I just added it up for a laugh I knew it was going to be a lot that does include a paint depth gauge dual action polisher and metro side kick so not that bad lol , Maybe it is bad hahahha


----------



## tigercub (Jan 1, 2014)

suspal said:


> That's why I'm always skint


And I am hahahah:driver:


----------



## suspal (Dec 29, 2011)

tigercub said:


> And I am hahahah:driver:


Yeah I been doing this since I was 16/17 :lol: could of been a millionaire by now :wall:


----------



## ColinG (Jan 20, 2013)

I'm trying not to think about it, though not as much as some of you guys. List of stuff includes:

New Karcher K4
Snow foam lance
Upgraded longer hose from Direct hoses
DAS-6
Hexlogic pads and backing plate
Chemical guys polish x 2
Chemical guys wax
Wheel woollies
Various wash mitts
New buckets
Various micro fibres
Various drying towels
Lots of Demon shine in the Asda offer
A few different snow foams, AB Bilt Hamber
Various shampoos
Detailing bag
Shelving rack for garage
Other sundries
A few waxy boxes

Hmm starts to add up


----------



## Kimo (Jun 7, 2013)

Used to do a bit of valeting for family and friends when I was 15ish, I'm now 21 and been into 'proper' detailing for just over a year. Spent well over £1k in 2013 but I can't bring myself to total it up :lol:


----------



## tigercub (Jan 1, 2014)

Kimo73 said:


> Used to do a bit of valeting for family and friends when I was 15ish, I'm now 21 and been into 'proper' detailing for just over a year. Spent well over £1k in 2013 but I can't bring myself to total it up :lol:


hahah cool


----------



## martyp (Oct 24, 2006)

I'd say under £200 easy, I'd probably guess ~£150. Most expensive purchase was an angelwax order at £55 and wheel woollies at £45. I have a lot of products to use up so only bought the essentials from Halfords and always AutoGlym.

If I had a car I really cared about again I'd be with you guys in the £xxxx's, I'm just not that fussed with the CLK and am concentrating on saving for my new baby in Summer now.


----------



## Kimo (Jun 7, 2013)

tigercub said:


> hahah cool


That's just on my car and a couple of friends and family :|

Wow this is worrying


----------



## tigercub (Jan 1, 2014)

I have a shiny car tho


----------



## Soul boy 68 (Sep 8, 2013)

Over a grand I say but it does include a polishing machine and an air force blaster. All worth every penny as the car looks so sweet when all detailed.:buffer:


----------



## Samba1360 (Jun 3, 2012)

Funny thing is the wife asked this very question just after Christmas, I worked it all out and evidently it's £8.56p


----------



## tigercub (Jan 1, 2014)

Samba1360 said:


> Funny thing is the wife asked this very question just after Christmas, I worked it all out and evidently it's £8.56p


Haha great. That's the same amount I got it to when the wife asked lol.


----------



## uruk hai (Apr 5, 2009)

After I'd been Carp fishing for about 10 years I realised that actually knowing what my hobby owed me was very counter productive so when I got into car cleaning I never ever kept a receipt or even a loose running total.


----------



## ITSonlyREECE (Jun 10, 2012)

I hate to think how much I've spent in recent years. I know it's definitely over £1k, maybe just shy of £2k... But that's counting EVERYTHING


----------



## tigercub (Jan 1, 2014)

uruk hai said:


> After I'd been Carp fishing for about 10 years I realised that actually knowing what my hobby owed me was very counter productive so when I got into car cleaning I never ever kept a receipt or even a loose running total.

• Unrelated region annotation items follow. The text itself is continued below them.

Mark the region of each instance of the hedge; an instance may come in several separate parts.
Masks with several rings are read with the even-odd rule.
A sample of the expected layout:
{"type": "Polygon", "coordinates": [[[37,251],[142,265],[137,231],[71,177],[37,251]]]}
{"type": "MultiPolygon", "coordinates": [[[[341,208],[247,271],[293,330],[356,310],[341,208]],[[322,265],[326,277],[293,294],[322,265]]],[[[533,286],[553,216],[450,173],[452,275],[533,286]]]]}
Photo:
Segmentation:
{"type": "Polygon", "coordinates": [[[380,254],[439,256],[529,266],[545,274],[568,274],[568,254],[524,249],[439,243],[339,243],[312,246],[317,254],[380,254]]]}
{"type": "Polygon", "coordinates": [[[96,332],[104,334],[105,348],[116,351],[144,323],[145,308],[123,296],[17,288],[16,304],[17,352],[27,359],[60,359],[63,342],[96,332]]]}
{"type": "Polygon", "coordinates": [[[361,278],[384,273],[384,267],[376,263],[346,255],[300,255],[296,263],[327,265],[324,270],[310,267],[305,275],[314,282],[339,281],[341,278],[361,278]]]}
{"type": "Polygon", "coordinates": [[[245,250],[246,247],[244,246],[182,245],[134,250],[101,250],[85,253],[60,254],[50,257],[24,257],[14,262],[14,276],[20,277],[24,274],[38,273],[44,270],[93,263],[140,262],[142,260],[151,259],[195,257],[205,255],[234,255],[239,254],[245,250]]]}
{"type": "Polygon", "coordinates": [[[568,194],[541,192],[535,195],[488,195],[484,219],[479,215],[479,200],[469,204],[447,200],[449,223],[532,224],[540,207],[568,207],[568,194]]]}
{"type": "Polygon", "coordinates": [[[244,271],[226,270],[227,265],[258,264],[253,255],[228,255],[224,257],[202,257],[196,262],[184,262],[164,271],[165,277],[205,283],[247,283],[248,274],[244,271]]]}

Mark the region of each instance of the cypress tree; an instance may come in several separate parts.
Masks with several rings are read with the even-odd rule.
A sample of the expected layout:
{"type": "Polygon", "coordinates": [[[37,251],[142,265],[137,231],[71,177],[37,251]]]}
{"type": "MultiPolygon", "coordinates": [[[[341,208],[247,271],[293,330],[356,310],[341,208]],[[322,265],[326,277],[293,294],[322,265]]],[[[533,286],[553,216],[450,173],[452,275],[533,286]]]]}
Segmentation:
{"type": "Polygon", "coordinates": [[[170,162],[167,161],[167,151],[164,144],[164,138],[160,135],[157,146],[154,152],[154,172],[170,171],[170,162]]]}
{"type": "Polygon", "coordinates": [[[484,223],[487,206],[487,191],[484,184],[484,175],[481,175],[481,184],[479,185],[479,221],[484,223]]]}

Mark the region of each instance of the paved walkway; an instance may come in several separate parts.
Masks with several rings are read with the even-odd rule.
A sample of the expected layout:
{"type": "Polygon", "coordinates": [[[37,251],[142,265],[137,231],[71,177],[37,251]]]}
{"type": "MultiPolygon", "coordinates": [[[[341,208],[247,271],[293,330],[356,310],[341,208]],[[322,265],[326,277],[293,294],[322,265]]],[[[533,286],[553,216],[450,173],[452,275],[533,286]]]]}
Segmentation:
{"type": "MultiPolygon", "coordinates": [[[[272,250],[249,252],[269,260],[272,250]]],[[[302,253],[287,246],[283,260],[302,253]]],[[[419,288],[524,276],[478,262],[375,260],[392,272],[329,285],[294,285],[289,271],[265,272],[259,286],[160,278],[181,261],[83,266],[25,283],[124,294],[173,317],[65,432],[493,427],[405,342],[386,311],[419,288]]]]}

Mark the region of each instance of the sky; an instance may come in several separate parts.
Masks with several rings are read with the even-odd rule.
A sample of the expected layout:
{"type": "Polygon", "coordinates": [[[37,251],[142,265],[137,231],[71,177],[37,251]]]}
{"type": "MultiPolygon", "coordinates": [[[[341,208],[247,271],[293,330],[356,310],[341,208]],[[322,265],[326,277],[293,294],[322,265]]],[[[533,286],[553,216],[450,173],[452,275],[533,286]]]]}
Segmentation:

Yeah I'm not bothered how much I have spent I think its worth every penny and no doubt I will spend even more. I love my interest. Was just interested to find out.


----------



## mike41 (Apr 5, 2011)

£250-300,and thats including a PW,Snowfoam lance,Karcher Wet Vac and a Metro Blaster though,not a lot compared to some :lol:

Mike


----------



## Rod (Sep 15, 2013)

Are you looking to put me in a drepresion? Can not comment...if my wife sees this post I am death hahahahah


----------



## DLGWRX02 (Apr 6, 2010)

We have a special club on one of my other forums, its called the £60 club,, basically doesn't matter what you buy or order if the wife asks its always £60..lol (unless under)..lol


----------



## Kerr (Mar 27, 2012)

Not a lot. 

I only tend to buy what I need, when I need it. 

Clearly a lot of guys on here buy in vast quantities and buy lots of additional waxes that they rarely use. Seem often to be a collection rather than products to use is the aim for many. 

I only look after our two cars, so most products last a long time. 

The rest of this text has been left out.